Corn, cotton and wheat together contribute to over $3 billion annually to the Texas economy. In the Winter Garden region of southern Texas, irrigation is essential for sustained production of major agronomic crops. One critical issue of resolving the currently acute conflict in water competition between different social sectors is to increase the efficiency of water use. In agricultural settings, one major focus is the adoption of efficient irrigation management strategies, which needs to be based on a better understanding of soil-crop water relations. In particular, our agronomy group emphasizes important physiological processes and crop traits that are responsible for the regulation of crop water use. This involves a close collaboration with crop breeders, crop physiologists, soil hydrologists and irrigation engineers, etc.

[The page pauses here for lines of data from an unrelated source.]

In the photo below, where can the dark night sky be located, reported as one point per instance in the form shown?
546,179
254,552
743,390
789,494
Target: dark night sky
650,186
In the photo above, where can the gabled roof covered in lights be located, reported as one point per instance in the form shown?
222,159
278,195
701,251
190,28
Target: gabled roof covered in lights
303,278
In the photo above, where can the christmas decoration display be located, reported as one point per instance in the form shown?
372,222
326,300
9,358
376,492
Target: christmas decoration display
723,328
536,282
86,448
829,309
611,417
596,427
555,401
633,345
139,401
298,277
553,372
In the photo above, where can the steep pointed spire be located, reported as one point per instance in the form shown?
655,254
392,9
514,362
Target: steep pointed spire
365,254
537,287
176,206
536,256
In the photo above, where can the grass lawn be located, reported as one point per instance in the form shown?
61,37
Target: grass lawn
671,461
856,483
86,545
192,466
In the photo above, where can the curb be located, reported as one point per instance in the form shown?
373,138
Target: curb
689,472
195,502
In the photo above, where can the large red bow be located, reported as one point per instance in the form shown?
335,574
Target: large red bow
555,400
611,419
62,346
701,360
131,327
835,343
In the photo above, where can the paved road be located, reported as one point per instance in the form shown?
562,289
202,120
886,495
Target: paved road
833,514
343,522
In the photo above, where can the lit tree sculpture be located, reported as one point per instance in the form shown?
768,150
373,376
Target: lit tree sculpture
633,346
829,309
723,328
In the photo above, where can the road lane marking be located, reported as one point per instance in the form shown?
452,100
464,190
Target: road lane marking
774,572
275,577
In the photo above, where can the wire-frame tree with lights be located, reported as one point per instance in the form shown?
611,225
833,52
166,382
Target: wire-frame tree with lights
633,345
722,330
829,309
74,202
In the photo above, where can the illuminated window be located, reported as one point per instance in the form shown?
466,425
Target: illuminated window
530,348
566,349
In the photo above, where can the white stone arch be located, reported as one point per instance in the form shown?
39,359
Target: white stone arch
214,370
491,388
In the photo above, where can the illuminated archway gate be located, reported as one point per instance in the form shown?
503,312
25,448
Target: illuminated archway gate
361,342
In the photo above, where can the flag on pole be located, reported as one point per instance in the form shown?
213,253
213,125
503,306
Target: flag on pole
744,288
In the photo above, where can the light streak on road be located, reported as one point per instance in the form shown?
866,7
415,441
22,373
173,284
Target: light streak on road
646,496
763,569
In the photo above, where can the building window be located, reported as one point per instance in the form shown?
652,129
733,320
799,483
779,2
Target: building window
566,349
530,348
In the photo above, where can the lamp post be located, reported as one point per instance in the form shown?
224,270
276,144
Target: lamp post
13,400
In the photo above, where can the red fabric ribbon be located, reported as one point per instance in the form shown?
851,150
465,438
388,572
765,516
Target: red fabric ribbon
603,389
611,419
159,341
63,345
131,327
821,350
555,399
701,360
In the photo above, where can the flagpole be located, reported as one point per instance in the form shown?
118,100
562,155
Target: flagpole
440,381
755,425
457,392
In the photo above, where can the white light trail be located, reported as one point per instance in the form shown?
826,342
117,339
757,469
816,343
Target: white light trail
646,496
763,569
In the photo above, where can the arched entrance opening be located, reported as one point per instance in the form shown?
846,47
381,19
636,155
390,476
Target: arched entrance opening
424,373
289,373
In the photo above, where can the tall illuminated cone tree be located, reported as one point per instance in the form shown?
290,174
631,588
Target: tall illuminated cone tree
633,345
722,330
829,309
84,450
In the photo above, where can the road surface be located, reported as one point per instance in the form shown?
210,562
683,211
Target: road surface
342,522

Develop a better understanding of eco-physiological mechanisms regulating crop water use efficiency in irrigated crop production system in the Winter Garden region of southern Texas and beyond. Develop methods for reliable and sensitive quantification of evapotranspiration of selected agronomic crops by considering the dynamic interactions of water supply and water demand for crop transpiration and yield formation. This research creates a foundation for better irrigation management strategy and more efficient crop production under water limited conditions.
- GEM strategy: Linking drought tolerant traits with water use efficiency to improve productivity of cropping systems in Texas. One of the Co-PI’s. TAMU Seed grant.
- Efficient use of water in winter wheat for carbon and nitrogen acquisition: a whole plant approach. PI. Supported by Texas Wheat Producers Board.
- Effect of Ag1000TM soil amendment on corn growth and water use efficiency in southwestern Texas. PI. Supported by TeraGanix Inc.
- Sensor network and adaptive controller for smart irrigation of specialty crops. One of the Co-PIs. Pending approval by The Chancellor’s Area 41 Challenge Grant with Texas A&M University.